Yashin integra a equipe criativa da Pure Sense, marca russa de fragrâncias conhecida por reunir perfumistas com deficiência visual. Dos quatro profissionais que assinam as criações da casa, dois também são cegos. A fundadora, Ekaterina Zinchenko, queria mais do que inovação olfativa: buscava um espaço genuinamente inclusivo, onde o talento fosse o ponto de partida. “Inclusão é permitir que cada um faça aquilo em que é bom”, resume ela, aos 29 anos.
No laboratório, dezenas de frascos brancos com óleos essenciais e elixires ocupam as prateleiras como se fossem instrumentos afinados. Para Yashin, esse é o seu “órgão de perfumes”. A analogia com a música é inevitável: “A perfumaria é como uma sinfonia — temos as notas, que são os elementos isolados, e os acordes, que surgem quando essas notas se combinam. A fragrância final é a composição completa”, explica.

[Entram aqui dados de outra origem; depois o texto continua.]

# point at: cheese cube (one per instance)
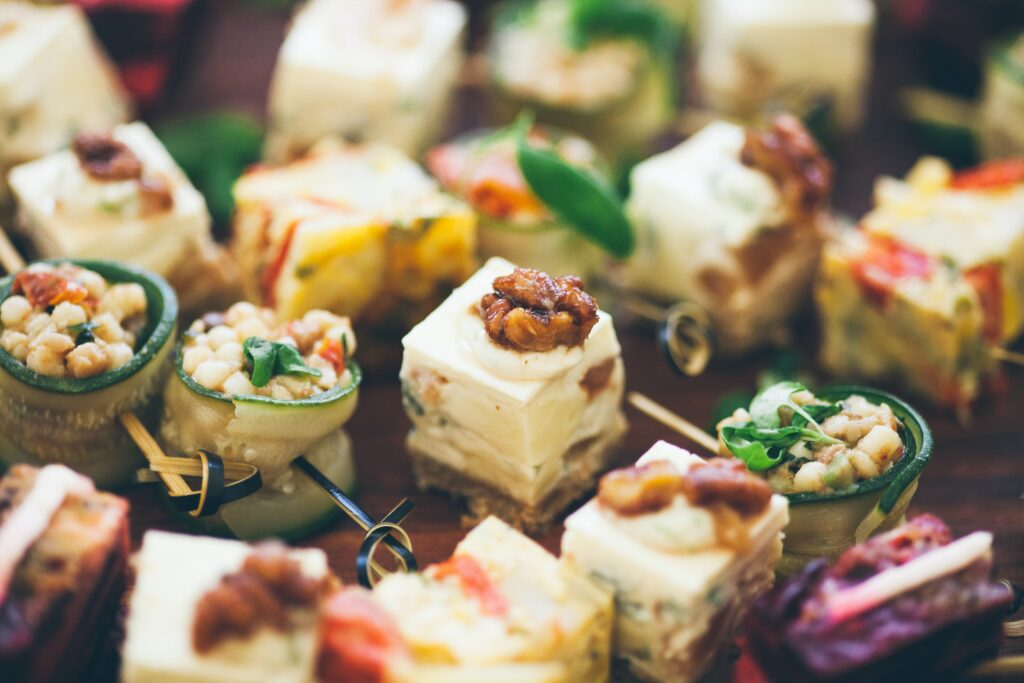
(503, 608)
(174, 571)
(366, 70)
(54, 80)
(360, 230)
(717, 231)
(520, 433)
(675, 606)
(756, 51)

Com os sentidos do olfato e da audição especialmente aguçados, Yashin — que também é filólogo e etnógrafo — traduz vivências sonoras em obras perfumadas. Durante anos, fez parte de um grupo itinerante de música folclórica, e essas memórias agora ressurgem em forma de aroma. “A perfumaria, como qualquer arte ou ofício, é algo que se aprende pela vida toda”, diz ele.
Enquanto a marca Pure Sense se prepara para expandir sua presença internacional, Zinchenko celebra a diversidade criativa de sua equipe. “O que mais me encanta, como empreendedora, é perceber que cada perfumista tem seu próprio estilo, sua assinatura”, afirma. “Consigo adivinhar de quem é cada criação só pelo cheiro, sem precisar olhar o rótulo.”